Livro “Desonra” ganhou o prêmio Booker Prize e é considerado o melhor romance de J. M. Coetzee

As tragédias se sucedem e acontecimentos se precipitam de forma rápida. O escritor Sul-africano John Maxwell Coetzee não protege nem seus personagens centrais e nem o leitor. Violências de todos os tipos, assédio, racismo, relações familiares conturbadas, são alguns dos temas abordados na obra “Desonra”, escrita em 1999 e premiada com o Booker Prize. O texto foi o escolhido para encerrar o primeiro ciclo do Clube de Leitura da Associação dos Magistrados Brasileiros (AMB) e foi debatido entre os participantes.

Desonra conta a história de um homem de 52 anos, professor universitário, que perde o emprego após uma denúncia de estupro por parte de uma aluna.
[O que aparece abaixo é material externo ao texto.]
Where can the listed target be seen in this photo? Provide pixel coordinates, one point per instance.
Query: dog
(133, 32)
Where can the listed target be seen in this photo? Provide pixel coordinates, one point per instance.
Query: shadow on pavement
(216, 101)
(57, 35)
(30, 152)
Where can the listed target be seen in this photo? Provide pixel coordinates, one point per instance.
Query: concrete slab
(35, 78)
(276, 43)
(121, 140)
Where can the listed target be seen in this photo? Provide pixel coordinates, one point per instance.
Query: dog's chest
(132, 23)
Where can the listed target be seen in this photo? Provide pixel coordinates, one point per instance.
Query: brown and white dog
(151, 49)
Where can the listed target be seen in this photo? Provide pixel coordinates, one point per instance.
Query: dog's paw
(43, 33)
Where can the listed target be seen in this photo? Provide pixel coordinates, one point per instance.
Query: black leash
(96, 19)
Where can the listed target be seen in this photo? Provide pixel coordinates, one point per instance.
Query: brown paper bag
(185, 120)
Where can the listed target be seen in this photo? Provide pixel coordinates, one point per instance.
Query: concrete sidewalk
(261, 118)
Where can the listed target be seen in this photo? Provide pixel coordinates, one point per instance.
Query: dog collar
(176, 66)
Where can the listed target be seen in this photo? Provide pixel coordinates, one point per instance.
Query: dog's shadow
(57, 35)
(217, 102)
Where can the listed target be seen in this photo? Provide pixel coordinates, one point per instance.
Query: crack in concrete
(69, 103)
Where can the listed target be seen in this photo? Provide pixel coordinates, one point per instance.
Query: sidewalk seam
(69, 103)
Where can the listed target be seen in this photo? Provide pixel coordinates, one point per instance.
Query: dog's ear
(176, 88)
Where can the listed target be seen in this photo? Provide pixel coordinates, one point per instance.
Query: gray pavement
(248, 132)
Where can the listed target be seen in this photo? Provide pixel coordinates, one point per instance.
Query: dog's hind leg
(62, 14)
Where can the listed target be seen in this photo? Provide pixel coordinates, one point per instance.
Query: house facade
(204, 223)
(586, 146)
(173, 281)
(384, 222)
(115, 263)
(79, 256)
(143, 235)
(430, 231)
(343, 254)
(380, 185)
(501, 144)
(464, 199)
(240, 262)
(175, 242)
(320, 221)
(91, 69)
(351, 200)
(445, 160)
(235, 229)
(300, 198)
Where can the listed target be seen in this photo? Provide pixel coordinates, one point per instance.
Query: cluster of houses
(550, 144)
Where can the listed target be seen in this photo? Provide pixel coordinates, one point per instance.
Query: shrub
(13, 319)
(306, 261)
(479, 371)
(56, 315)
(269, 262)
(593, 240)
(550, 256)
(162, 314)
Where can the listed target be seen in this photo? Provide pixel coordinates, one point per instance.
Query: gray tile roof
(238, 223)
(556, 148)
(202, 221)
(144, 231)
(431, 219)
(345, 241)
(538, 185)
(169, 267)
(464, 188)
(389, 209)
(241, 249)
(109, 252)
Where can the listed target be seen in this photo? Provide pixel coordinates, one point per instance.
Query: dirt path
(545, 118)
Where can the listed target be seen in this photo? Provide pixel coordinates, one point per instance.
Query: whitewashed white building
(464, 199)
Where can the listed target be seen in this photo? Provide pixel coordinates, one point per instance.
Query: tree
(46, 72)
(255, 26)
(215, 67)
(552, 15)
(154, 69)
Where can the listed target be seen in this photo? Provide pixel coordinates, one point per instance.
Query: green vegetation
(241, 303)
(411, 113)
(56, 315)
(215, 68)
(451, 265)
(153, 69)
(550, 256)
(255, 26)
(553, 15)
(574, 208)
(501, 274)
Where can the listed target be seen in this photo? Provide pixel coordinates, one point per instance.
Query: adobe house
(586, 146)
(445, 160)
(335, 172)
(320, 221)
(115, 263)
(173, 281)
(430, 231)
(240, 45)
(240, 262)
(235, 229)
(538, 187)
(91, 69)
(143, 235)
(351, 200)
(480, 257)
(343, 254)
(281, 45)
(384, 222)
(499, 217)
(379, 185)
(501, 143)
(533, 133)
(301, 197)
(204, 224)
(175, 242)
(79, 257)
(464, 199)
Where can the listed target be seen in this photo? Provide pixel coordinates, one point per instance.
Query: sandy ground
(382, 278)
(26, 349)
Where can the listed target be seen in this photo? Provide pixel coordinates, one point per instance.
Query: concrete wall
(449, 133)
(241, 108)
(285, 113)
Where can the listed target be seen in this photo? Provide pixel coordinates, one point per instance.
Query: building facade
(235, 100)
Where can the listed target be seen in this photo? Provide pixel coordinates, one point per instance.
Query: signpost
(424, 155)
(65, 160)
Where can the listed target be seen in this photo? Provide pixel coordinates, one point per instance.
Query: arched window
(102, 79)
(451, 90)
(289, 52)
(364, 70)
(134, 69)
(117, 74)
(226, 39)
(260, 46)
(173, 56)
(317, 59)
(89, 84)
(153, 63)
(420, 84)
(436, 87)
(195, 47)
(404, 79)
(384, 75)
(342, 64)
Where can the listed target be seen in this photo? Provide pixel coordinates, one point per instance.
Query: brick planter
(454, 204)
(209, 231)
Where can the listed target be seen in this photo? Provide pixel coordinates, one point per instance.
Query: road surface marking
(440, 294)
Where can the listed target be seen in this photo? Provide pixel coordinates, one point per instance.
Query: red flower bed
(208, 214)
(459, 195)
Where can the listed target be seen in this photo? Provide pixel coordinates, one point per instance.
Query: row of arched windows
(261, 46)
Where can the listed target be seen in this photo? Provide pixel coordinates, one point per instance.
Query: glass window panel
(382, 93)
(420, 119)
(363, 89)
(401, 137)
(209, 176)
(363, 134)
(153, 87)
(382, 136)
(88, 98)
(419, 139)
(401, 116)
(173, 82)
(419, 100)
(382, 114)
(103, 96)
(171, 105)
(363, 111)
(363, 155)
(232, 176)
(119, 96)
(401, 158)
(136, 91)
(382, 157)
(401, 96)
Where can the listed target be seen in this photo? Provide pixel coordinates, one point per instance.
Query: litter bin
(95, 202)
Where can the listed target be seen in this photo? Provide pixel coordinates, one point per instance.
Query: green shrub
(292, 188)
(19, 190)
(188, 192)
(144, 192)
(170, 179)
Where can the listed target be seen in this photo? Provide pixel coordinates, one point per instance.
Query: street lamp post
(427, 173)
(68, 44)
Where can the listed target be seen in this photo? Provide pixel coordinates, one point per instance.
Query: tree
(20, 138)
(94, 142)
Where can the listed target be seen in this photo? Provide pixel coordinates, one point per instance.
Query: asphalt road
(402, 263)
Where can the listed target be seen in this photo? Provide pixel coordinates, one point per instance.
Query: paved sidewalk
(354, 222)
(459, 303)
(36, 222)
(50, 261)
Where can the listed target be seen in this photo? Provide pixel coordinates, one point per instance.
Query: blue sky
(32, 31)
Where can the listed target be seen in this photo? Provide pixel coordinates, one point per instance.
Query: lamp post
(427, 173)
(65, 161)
Diante desse cenário, ele vai para o interior do país, na Cidade do Cabo - lugar onde o autor nasceu e por isso utiliza de suas próprias experiências para desenvolver suas obras, passar um tempo com Lucy, sua filha do primeiro casamento. A vivência em uma comunidade isolada de tudo, incita uma relação bizarra com sua filha. A partir de então, o texto se aprofunda em situações de violência e de abusos.

De acordo com o palestrante convidado, que também é professor, advogado e pesquisador, Plauto Cardoso, a obra choca, pois insere o leitor dentro da trama, fazendo com que ele viva e sinta as experiências dos personagens. “Não é um livro impactante pela descrição das cenas de violência, mas pelo trato do impacto psicológico delas na vida dos personagens”, explicou.

“Foi um dos livros mais densos que já li. É um gigante. Eu não me lembro de uma obra que tenha abordado, em tão poucas páginas, tantos temas diferentes como o racial, sexual, familiar, assédio e outros”, contou o vice-presidente de Cultura e Tecnologia da AMB, Thiago Brandão.

“Quando li pela primeira vez esse livro fiquei dias em choque”, contou a romancista convidada Jeanette Rozsas. “Coetzee tem uma escrita perfeita”, completou.

Para a juíza Lívia Freitas, da Associação dos Magistrados do Estado do Amapá (AMAAP), “é uma obra com texto pulsante e impossível de parar de ler”, comentou.

Encerramento de ciclo

O secretário cultural da AMB, Kéops de Vasconcelos Amaral Vieira Pires, anunciou o encerramento do primeiro ciclo do Clube de Leitura e o seu retorno em 2023. “Fui convidado pelo novo presidente da AMB, Frederico Mendes Junior, a continuar à frente das atividades culturais da AMB. Esse foi o meu sexto ano nessa função e comunico que já estamos nos estruturando para continuar o Clube no ano que vem”, enfatizou.